Demonstrators camp out in Madrid's Puerta del Sol May 21, 2011. Spaniards took their protests over sky high unemployment and austerity into a seventh day across the country on Saturday, defying a ban on demonstrations in the run up to local elections on Sunday.

Spaniards take to the streets in protest over sky-high unemployment in Madrid. The jobless rate in Spain hit 24.4 per cent, the highest in the industrialised world, in the first quarter of this year. Photo: Reuters

SPANISH leaders have warned that their country is mired in a ''crisis of huge proportions'' as the government reels from the latest downgrade of its credit rating and is faced with record unemployment.

The jobless rate in the eurozone's fourth-largest economy hit 24.4 per cent, the highest in the industrialised world, in the first quarter of this year, signalling one in four Spanish workers is jobless. Among under-25s, the rate climbed to 52 per cent.

At least 1.7 million households now have no wage earner, an increase of almost 10 per cent since the start of the year.

Retail figures for last month showed sales fell for a 21st consecutive month as the country's recession bit down on consumer spending.

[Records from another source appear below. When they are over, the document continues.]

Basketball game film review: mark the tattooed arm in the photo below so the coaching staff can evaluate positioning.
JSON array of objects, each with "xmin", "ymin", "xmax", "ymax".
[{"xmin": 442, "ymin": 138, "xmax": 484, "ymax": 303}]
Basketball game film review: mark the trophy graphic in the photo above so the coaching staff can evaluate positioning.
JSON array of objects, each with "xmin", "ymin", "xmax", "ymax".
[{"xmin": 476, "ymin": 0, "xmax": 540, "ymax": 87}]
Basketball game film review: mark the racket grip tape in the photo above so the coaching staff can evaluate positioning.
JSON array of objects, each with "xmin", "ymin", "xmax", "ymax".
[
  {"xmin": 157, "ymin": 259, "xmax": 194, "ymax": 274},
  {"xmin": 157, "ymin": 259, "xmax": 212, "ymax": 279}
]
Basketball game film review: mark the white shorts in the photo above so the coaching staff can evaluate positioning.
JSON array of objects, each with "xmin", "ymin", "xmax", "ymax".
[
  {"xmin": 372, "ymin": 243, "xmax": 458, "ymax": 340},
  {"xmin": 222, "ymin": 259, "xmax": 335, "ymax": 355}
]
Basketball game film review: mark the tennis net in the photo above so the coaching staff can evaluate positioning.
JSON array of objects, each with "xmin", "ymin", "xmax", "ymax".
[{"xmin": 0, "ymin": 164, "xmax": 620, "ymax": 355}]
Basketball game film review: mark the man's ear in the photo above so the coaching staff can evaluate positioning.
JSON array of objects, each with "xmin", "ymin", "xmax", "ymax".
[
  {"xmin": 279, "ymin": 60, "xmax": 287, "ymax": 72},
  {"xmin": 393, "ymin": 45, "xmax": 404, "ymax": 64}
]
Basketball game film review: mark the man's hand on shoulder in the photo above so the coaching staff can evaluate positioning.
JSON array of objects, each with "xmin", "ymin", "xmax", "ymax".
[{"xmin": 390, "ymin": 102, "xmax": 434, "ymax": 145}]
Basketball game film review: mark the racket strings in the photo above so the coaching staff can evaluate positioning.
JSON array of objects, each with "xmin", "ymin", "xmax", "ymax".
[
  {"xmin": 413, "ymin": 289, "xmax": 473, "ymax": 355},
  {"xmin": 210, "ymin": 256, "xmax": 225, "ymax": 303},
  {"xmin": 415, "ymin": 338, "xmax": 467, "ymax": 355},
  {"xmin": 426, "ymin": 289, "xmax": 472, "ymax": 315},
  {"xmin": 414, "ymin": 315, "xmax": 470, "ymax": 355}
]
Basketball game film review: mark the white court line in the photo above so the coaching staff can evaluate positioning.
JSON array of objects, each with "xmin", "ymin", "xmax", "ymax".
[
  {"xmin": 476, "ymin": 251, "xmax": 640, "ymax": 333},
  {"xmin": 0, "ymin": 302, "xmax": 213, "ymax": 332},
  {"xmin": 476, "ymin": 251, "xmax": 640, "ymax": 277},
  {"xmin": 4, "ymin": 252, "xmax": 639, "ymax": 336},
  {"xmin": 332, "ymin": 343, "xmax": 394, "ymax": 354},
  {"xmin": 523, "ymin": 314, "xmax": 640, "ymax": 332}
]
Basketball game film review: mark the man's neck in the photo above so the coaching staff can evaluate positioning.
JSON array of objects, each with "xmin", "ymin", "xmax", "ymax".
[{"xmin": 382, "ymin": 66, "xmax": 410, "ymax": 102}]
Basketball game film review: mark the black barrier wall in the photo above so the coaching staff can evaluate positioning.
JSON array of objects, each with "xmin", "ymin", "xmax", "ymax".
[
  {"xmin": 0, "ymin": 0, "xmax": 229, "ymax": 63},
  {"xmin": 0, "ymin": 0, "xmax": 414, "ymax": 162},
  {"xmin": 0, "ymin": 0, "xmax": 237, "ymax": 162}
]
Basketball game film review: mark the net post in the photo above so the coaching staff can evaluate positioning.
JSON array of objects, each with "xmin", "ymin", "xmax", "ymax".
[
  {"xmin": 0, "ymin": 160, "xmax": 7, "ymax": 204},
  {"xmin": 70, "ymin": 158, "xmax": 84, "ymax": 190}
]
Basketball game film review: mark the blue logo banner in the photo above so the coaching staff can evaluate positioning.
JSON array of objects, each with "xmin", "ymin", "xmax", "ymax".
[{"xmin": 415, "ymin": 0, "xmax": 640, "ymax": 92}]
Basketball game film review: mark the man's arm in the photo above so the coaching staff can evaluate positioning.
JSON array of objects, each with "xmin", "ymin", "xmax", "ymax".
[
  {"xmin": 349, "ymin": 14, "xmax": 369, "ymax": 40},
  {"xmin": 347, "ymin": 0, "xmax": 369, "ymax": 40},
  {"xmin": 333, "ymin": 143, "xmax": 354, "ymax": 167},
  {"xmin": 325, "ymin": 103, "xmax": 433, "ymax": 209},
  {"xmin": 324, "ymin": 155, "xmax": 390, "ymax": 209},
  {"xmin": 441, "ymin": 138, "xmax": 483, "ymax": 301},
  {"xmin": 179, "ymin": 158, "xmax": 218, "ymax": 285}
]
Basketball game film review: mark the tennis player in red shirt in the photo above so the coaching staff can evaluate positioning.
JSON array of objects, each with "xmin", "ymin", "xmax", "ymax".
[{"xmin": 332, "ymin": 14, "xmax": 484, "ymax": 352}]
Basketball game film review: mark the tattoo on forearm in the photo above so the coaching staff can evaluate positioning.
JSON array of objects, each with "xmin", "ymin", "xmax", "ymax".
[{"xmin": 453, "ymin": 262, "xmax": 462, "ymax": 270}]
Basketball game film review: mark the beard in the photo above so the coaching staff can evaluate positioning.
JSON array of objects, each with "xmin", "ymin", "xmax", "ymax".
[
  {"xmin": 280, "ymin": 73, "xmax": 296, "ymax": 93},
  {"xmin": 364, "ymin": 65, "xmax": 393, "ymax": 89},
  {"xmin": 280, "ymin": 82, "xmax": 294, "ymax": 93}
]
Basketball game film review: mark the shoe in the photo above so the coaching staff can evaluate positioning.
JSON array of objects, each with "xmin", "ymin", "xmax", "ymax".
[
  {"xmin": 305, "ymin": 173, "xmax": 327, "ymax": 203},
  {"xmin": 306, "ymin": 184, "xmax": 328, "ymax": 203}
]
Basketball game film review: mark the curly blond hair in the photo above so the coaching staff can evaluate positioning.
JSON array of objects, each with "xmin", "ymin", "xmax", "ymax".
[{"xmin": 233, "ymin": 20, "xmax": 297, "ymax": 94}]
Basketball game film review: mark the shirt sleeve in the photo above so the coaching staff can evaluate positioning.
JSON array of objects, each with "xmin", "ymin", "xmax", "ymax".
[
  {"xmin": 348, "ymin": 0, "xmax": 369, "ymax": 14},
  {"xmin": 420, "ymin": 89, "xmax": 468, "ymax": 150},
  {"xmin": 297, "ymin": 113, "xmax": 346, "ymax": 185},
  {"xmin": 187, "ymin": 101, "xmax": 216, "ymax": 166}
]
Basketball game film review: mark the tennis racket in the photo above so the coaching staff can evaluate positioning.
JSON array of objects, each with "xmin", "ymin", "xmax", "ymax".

''The figures are terrible for everyone and terrible for the government,'' Jose Manuel Garcia-Margallo, the Foreign Affairs Minister, said. ''Spain is in a crisis of huge proportions.''

The gloomy figures piled pressure on Madrid after Spain's government debt was downgraded by Standard& Poor's, one of the triumvirate of global credit-rating agencies. The country's rating was cut by two notches from A to BBB+ with a negative outlook late last week, reflecting a loss of confidence in its ability to shoulder its national debts.

The tide of bad economic data from Spain is fuelling worries that the country will follow Greece, Ireland and Portugal into requiring an international bailout.

S&P said it did not expect Spain to default on its debt repayments. Nonetheless the yields, or implied interest rates, on 10-year Spanish government bonds surged to 6 per cent, seen as a psychologically important barrier for the markets, before falling slightly to the 5.9 per cent mark.

Spain is also faced with a fragile banking sector. Central bankers in Madrid said the country's lenders were saddled with problem property loans which totalled €184 billion ($234 billion), about 60 per cent of their property portfolios.

S&P sees ''an increasing likelihood that Spain's government will need to provide further fiscal support to the banking sector''.